[dm-devel] [PATCH v2] block, dm: don't copy bios for request clones

Sun Apr 26 13:35:09 UTC 2015

On Sat, Apr 25 2015 at  2:13pm -0400,
Hannes Reinecke <hare at suse.de> wrote:

> On 04/25/2015 12:23 PM, Christoph Hellwig wrote:
> > Currently dm-multipath has to clone the bios for every request sent
> > to the lower devices, which wastes cpu cycles and ties down memory.
> > 
> > This patch instead adds a new REQ_CLONE flag that instructs req_bio_endio
> > to not complete bios attached to a request, which we set on clone
> > requests similar to bios in a flush sequence.  With this change I/O
> > errors on a path failure only get propagated to dm-multipath, which
> > can then either resubmit the I/O or complete the bios on the original
> > request.
> > 
> Hehe.
> 
> I seem to remember having sent a similar patch about a year ago;
> which then got shot down due to the missing partial completion
> handling.

But your approch was entirely different and _not_ acceptable considering
it completely eliminated request cloning.  In the context of blk-mq we
need the request to be allocated directly from the blk-mq device --
"cloning" allows enough indirection to make that workable (as has
already landed upstream).

And based on discussion that hch, Jens and I had at LSF eliminating the
cloning of a request's bios was very much a near term goal.  I even
forecast as much in this commit 022333427 ("dm: optimize dm_mq_queue_rq
to _not_ use kthread if using pure blk-mq"):
 "In the future the bioset allocations will hopefully go away (by
  removing support for partial completions of bios in a cloned request)."
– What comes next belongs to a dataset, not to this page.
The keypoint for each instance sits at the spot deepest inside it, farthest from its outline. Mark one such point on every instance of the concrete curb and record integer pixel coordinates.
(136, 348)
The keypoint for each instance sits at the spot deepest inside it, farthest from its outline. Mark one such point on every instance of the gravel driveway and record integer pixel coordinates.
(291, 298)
> > I've done some basic testing of this on a Linux target with ALUA support,
> > and it survives path failures during I/O nicely.
> > 
> So did I ...
> 
> Anyway; we've discussed this at LSF in Boston, haven't we?
> AFAICR we've found that having to resubmit the entire command
> in the case of partial completion is okay with the storage
> vendors, so this patch is a viable way of handling things.
> 
> _But_ I really would like to have a consensus here that this
> _is_ the correct way of handling partial request; because
> if that is the case then we should adopt this strategy
> throughout the SCSI layer (ie in scsi_io_completion())
> and document the fact.
> 
> I really don't like to have two different completion paths;
> we should decide on one way and then use it throughout
> the stack.

Can you elaborate on why DM should be constrained by what SCSI does?
For DM partial completion was more about trapping failures more quickly
(not concerns about command resubmission, etc).
AFAICT there is no reason to impose that both eliminate partial
completion at the same time.  What am I missing?

But if you have consensus from storage vendors that eliminating partial
completion is OK then why not just make it happen?  If you do so for 4.2
then it'll look like we coordinated between DM and SCSI ;)

Mike